[PPF] different execution time on different platforms #6217

YeHuanjie · 2025-01-15T08:21:37Z

same ppf code, it took about 6-7s on windows, but 700s on ubuntu!
pcl on both platforms is "release", and the same version 1.14.0.
usually, code runs faster on ubuntu than windows.
if i make and install "debug" version first and then switch to "release"(make and install too), it would be "release" version running?
what should i check? any feedback or suggestions are greatly appreciated.

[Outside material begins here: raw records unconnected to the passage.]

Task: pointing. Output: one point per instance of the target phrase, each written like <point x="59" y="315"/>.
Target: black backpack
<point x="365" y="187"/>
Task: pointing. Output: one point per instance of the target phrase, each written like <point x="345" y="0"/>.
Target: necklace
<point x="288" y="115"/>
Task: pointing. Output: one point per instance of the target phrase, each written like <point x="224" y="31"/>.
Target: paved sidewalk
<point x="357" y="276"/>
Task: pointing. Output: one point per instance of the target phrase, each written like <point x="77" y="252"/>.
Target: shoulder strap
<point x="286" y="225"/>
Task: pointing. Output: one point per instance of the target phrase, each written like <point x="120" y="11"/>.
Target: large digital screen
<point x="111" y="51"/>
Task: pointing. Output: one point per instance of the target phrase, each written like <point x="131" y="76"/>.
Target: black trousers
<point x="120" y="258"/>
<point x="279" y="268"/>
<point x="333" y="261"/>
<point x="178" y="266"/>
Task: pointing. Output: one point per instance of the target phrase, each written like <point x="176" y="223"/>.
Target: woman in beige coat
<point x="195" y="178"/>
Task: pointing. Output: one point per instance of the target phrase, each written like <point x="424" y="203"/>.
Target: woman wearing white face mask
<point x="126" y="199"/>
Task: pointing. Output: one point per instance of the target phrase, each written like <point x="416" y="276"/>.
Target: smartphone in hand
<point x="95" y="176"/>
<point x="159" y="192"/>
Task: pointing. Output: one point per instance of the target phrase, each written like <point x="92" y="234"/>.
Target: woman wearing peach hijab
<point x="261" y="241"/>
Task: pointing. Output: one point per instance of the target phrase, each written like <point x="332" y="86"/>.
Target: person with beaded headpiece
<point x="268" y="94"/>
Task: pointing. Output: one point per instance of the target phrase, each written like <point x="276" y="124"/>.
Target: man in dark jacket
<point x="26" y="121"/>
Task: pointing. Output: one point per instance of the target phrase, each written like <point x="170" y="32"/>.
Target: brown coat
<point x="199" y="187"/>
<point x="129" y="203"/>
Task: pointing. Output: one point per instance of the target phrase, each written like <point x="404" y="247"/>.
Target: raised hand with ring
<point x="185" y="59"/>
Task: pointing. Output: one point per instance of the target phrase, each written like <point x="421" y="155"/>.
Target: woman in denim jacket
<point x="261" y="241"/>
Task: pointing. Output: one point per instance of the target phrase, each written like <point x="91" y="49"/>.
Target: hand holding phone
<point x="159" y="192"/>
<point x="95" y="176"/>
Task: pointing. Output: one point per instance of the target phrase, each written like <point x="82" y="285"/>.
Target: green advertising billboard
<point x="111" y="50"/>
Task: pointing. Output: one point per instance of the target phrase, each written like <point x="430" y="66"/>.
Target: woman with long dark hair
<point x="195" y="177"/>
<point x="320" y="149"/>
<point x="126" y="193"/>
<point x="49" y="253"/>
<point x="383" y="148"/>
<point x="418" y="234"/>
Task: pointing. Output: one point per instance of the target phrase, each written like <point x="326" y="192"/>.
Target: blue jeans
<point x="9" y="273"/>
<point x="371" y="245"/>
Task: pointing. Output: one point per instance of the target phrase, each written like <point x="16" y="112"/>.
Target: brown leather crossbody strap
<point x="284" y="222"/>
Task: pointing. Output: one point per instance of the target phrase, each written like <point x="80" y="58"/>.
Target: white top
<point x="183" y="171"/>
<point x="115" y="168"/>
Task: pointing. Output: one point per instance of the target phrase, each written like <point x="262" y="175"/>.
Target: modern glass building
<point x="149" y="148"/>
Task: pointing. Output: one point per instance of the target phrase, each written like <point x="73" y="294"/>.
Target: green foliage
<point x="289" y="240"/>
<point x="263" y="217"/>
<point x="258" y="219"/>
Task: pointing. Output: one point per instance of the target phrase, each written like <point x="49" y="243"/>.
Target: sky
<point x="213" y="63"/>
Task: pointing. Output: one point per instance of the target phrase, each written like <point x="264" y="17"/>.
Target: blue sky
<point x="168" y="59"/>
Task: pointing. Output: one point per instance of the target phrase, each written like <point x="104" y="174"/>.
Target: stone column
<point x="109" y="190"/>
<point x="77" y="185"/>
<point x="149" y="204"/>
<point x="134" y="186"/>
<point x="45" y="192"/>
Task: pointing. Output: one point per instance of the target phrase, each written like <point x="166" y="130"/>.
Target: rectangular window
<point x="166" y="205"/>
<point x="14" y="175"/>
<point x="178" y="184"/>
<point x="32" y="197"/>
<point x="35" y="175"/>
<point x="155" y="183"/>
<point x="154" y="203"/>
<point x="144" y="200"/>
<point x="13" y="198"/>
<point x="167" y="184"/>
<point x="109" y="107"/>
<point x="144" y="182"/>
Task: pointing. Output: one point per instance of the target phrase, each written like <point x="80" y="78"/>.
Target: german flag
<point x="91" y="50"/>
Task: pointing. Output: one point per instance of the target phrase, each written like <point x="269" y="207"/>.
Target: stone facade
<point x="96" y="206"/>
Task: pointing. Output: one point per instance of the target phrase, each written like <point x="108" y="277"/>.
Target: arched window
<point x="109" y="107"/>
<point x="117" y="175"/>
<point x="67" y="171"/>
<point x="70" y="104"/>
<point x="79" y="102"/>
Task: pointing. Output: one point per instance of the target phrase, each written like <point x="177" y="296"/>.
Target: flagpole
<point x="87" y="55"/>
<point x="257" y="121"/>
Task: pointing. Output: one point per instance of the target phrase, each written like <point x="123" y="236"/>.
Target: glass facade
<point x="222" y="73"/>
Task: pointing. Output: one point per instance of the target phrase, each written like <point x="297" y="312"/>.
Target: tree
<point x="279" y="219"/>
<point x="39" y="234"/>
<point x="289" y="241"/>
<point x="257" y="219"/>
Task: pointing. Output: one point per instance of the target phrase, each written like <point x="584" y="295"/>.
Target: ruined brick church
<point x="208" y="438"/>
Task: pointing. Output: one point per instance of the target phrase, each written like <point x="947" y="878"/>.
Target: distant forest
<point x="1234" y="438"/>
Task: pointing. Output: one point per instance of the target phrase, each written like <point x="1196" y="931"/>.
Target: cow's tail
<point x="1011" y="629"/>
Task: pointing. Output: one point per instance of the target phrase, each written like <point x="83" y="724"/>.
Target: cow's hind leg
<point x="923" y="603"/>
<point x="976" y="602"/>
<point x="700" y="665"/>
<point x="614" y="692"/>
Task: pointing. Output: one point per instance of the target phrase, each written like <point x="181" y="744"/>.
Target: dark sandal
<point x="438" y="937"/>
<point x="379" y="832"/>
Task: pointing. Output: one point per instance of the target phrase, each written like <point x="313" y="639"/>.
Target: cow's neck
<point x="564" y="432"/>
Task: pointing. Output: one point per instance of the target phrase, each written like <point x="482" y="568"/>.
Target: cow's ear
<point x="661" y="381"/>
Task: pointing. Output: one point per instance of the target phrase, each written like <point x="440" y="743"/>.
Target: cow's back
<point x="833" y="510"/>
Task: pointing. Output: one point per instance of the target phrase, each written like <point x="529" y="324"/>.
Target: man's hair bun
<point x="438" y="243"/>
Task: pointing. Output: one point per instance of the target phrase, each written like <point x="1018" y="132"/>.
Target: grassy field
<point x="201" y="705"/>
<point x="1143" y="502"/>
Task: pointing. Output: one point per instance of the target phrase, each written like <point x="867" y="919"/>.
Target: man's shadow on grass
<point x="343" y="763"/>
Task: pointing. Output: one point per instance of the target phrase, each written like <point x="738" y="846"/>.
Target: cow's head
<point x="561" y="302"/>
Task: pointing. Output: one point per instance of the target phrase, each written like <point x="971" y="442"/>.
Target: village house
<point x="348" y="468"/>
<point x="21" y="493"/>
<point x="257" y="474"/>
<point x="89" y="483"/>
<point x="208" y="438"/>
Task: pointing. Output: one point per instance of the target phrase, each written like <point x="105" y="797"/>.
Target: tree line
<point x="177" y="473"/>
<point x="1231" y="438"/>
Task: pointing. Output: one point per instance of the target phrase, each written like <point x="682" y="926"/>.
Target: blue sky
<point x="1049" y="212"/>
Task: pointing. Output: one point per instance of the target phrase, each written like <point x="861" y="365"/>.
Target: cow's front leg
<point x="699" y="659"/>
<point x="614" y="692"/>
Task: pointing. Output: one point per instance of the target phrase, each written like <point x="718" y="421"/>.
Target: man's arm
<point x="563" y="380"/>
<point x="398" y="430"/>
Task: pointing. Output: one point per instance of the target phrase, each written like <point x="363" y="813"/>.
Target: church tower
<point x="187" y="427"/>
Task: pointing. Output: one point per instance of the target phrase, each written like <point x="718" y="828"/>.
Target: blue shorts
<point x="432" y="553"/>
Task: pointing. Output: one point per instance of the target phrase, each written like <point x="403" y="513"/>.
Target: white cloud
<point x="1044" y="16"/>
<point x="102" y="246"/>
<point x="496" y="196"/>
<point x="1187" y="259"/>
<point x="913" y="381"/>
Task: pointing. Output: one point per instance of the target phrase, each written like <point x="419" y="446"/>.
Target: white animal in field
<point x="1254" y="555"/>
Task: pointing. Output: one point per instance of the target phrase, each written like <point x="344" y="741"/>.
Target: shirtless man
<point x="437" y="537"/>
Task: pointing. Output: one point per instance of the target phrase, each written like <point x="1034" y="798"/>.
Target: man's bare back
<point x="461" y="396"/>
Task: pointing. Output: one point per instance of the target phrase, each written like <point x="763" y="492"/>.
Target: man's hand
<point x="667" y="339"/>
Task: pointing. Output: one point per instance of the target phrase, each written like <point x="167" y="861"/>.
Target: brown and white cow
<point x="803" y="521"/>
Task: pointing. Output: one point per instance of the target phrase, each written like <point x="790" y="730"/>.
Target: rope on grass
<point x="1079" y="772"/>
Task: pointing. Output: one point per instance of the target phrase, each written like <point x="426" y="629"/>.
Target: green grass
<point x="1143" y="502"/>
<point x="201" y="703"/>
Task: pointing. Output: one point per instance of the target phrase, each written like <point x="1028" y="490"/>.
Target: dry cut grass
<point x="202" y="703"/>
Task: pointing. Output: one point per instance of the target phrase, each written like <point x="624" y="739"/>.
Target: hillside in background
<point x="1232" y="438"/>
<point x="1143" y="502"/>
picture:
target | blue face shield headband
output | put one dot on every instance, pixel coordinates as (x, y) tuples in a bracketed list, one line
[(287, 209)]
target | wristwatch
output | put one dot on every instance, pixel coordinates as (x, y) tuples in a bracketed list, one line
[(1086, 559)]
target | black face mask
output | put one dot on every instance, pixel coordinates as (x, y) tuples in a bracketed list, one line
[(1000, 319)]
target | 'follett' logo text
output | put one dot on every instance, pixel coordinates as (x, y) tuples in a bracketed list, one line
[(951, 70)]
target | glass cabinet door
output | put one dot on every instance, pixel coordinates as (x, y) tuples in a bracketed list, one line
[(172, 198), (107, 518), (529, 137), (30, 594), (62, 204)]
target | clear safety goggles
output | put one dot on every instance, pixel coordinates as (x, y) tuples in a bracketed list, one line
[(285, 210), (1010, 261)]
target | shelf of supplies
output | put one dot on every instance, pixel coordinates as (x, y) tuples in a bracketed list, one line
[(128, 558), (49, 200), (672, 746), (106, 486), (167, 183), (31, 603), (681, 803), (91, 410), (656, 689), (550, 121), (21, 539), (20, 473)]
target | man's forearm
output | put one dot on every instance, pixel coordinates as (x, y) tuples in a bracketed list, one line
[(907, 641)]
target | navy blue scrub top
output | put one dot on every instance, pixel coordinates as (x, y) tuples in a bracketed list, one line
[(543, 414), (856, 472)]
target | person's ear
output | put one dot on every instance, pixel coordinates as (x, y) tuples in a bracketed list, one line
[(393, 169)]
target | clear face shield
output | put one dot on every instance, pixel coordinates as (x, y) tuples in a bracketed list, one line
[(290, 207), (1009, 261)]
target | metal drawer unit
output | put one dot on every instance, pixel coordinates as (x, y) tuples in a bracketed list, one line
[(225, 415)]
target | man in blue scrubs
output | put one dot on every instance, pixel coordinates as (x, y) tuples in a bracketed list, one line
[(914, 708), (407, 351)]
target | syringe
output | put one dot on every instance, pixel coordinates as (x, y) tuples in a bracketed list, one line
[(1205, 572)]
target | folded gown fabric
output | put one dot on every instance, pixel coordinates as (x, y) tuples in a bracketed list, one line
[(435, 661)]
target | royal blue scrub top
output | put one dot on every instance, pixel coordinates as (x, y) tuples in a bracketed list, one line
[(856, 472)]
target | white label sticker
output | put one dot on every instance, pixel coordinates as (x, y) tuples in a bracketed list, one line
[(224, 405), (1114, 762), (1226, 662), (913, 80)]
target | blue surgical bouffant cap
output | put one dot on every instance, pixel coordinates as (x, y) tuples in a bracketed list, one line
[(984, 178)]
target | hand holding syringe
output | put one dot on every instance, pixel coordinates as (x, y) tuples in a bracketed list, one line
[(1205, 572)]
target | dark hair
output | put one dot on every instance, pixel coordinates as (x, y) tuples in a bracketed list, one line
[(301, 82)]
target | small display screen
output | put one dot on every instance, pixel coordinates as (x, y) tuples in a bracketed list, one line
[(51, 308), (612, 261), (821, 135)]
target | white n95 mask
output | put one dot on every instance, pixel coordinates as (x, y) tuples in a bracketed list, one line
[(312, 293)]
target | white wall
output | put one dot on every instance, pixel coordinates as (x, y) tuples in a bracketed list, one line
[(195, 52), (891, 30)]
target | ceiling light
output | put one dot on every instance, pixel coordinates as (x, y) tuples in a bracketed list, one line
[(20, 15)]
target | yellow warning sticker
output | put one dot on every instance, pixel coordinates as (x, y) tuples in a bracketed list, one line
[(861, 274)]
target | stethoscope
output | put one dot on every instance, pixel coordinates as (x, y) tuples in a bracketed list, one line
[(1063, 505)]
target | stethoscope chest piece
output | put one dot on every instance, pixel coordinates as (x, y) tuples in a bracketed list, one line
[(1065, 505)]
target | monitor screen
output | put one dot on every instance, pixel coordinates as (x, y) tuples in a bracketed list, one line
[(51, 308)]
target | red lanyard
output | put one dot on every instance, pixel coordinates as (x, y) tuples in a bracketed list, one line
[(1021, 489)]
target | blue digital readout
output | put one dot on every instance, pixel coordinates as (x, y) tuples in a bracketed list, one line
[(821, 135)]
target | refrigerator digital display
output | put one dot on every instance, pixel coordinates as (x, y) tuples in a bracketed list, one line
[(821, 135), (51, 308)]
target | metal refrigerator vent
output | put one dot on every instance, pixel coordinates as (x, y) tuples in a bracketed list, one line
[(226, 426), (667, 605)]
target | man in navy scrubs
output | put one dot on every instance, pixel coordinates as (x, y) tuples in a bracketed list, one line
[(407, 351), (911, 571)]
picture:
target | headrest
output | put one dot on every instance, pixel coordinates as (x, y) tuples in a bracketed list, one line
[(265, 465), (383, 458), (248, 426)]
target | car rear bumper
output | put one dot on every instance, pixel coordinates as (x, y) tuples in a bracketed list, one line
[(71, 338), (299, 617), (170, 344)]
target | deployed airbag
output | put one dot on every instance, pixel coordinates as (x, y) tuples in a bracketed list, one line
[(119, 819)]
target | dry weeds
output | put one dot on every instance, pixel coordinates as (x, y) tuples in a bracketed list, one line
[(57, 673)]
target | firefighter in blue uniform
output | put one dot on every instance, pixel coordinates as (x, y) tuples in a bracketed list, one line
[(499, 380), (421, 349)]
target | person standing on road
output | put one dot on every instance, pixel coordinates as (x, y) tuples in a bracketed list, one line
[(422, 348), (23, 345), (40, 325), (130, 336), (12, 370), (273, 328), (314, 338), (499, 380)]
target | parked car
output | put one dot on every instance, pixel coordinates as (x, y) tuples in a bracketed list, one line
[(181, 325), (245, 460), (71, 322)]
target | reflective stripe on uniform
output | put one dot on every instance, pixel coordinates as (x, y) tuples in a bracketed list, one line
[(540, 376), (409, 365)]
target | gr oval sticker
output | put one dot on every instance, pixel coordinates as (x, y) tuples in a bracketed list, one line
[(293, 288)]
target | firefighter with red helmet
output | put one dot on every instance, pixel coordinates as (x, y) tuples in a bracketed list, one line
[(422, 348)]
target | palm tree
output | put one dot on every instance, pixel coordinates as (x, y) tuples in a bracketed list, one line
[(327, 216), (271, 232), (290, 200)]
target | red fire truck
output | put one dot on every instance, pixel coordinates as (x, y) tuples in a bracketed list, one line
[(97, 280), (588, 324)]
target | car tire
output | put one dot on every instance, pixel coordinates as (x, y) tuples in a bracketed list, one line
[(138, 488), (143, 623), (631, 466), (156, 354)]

YeHuanjie · 2025-01-15T08:53:33Z

the following code is pretty slow on ubuntu20.04:

auto start = std::chrono::high_resolution_clock::now();
pcl::PointCloud<pcl::PPFSignature>::Ptr cloud_model_ppf(new pcl::PointCloud<pcl::PPFSignature>());
pcl::PPFEstimation<pcl::PointNormal, pcl::PointNormal, pcl::PPFSignature> ppf_estimator;
ppf_estimator.setInputCloud(ppf_model);
ppf_estimator.setInputNormals(ppf_model);
ppf_estimator.compute(*cloud_model_ppf);

pcl::PPFHashMapSearch::Ptr hashmap_search(new pcl::PPFHashMapSearch(10.0f / 180.0f * float(M_PI), 0.01f));
hashmap_search->setInputFeatureCloud(cloud_model_ppf);

std::cout << "Registering models to scene ..." << std::endl;

pcl::PPFRegistration<pcl::PointNormal, pcl::PointNormal> ppf_registration;
ppf_registration.setSceneReferencePointSamplingRate(5);
ppf_registration.setPositionClusteringThreshold(0.01f);
ppf_registration.setRotationClusteringThreshold(20.0f / 180.0f * float(M_PI));
ppf_registration.setSearchMethod(hashmap_search);
ppf_registration.setInputSource(ppf_model);
ppf_registration.setInputTarget(ppf_scene);

pcl::PointCloud<pcl::PointNormal>::Ptr cloud_output_subsampled(new pcl::PointCloud<pcl::PointNormal>());
ppf_registration.align(*cloud_output_subsampled);

auto end = std::chrono::high_resolution_clock::now();
std::chrono::duration<double> elapsed = end - start;
ppf_time_ = elapsed.count();
std::cout << "ppf time: " << ppf_time_ << std::endl;

mvieth · 2025-01-15T09:42:19Z

if i make and install "debug" version first and then switch to "release"(make and install too), it would be "release" version running?

Usually yes, but if you want to make sure, I would recommend to completely remove the installed PCL files (the ones in /usr), remove the temporary build files (so the build directory), and finally build and install from scratch.

I assume you set CMAKE_BUILD_TYPE to Release? Do you do this when you compile PCL and when you compile your own code?

YeHuanjie · 2025-01-15T09:44:48Z

I assume you set CMAKE_BUILD_TYPE to Release? Do you do this when you compile PCL and when you compile your own code?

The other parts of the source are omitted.